Sebastian Stefan Feger

Reproducibility should be a cornerstone of science as it enables validation and reuse. In recent years, the scientific community and the general public became increasingly aware of the reproducibility crisis, i.e. the wide-spread inability of researchers to reproduce published work, including their own. Scientific research is increasingly focused on the creation, observation, processing, and analysis of large data volumes. On the one hand, this transition towards computational and data-intensive science poses new challenges for research reproducibility and reuse. On the other hand, increased availability and advances in computation and web technologies offer new opportunities to address the reproducibility crisis. This thesis reports on user-centered design research conducted at CERN, a key laboratory in data-intensive particle physics.
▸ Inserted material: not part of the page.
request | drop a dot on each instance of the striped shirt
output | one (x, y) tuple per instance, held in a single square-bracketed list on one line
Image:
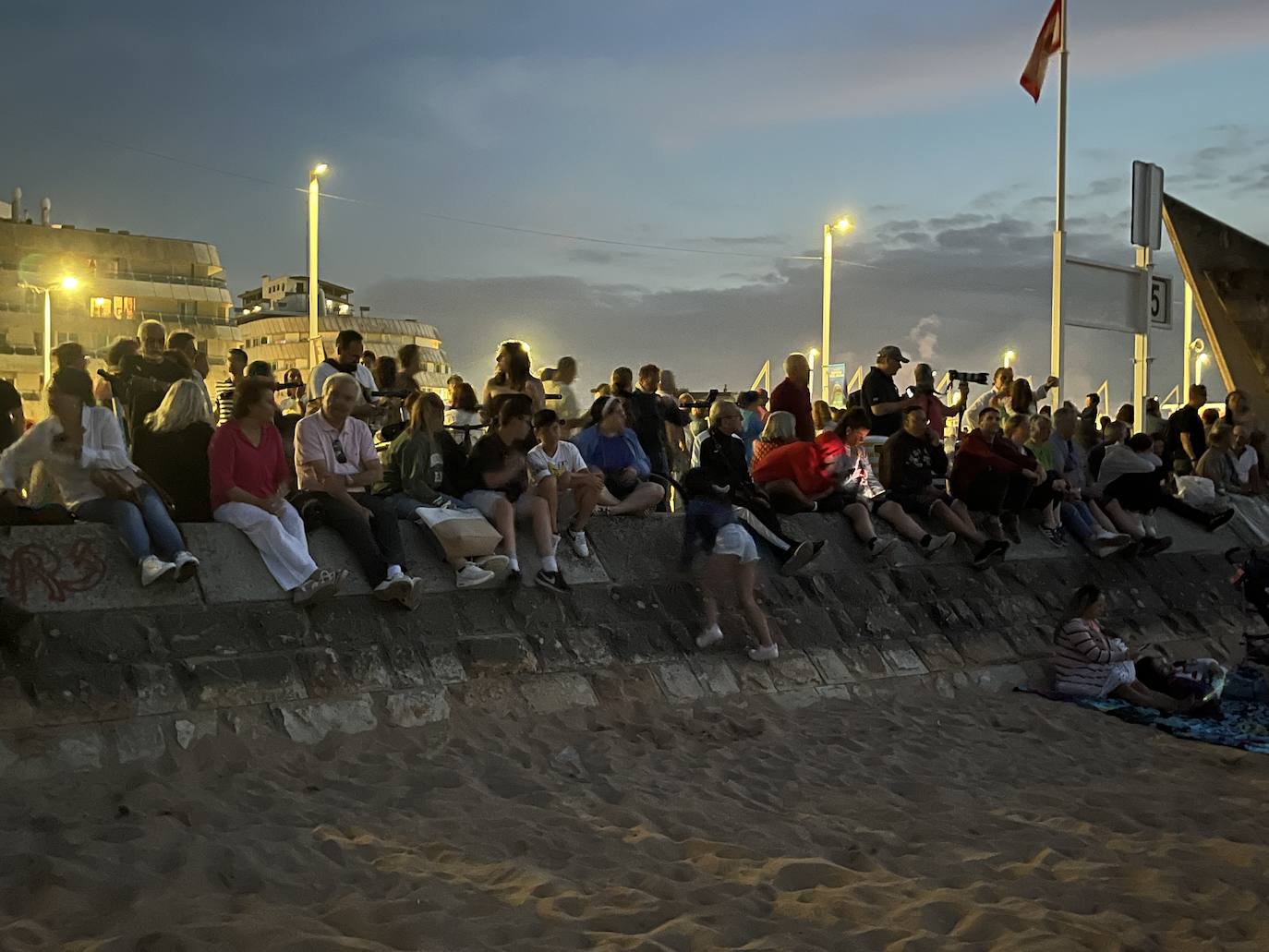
[(1084, 657)]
In this thesis, we build a wider understanding of researchers' interactions with tools that support research documentation, preservation, and sharing. From a Human-Computer Interaction (HCI) perspective the following aspects are fundamental: (1) Characterize and map requirements and practices around research preservation and reuse. (2) Understand the wider role and impact of research data management (RDM) tools in scientific workflows. (3) Design tools and interactions that promote, motivate, and acknowledge reproducible research practices. Research reported in this thesis represents the first systematic application of HCI methods in the study and design of interactive tools for reproducible science. We advocate the unique role of HCI in supporting, motivating, and transforming reproducible research practices through the design of tools that enable effective RDM. This thesis paves new ways for interaction with RDM tools that support and motivate reproducible science.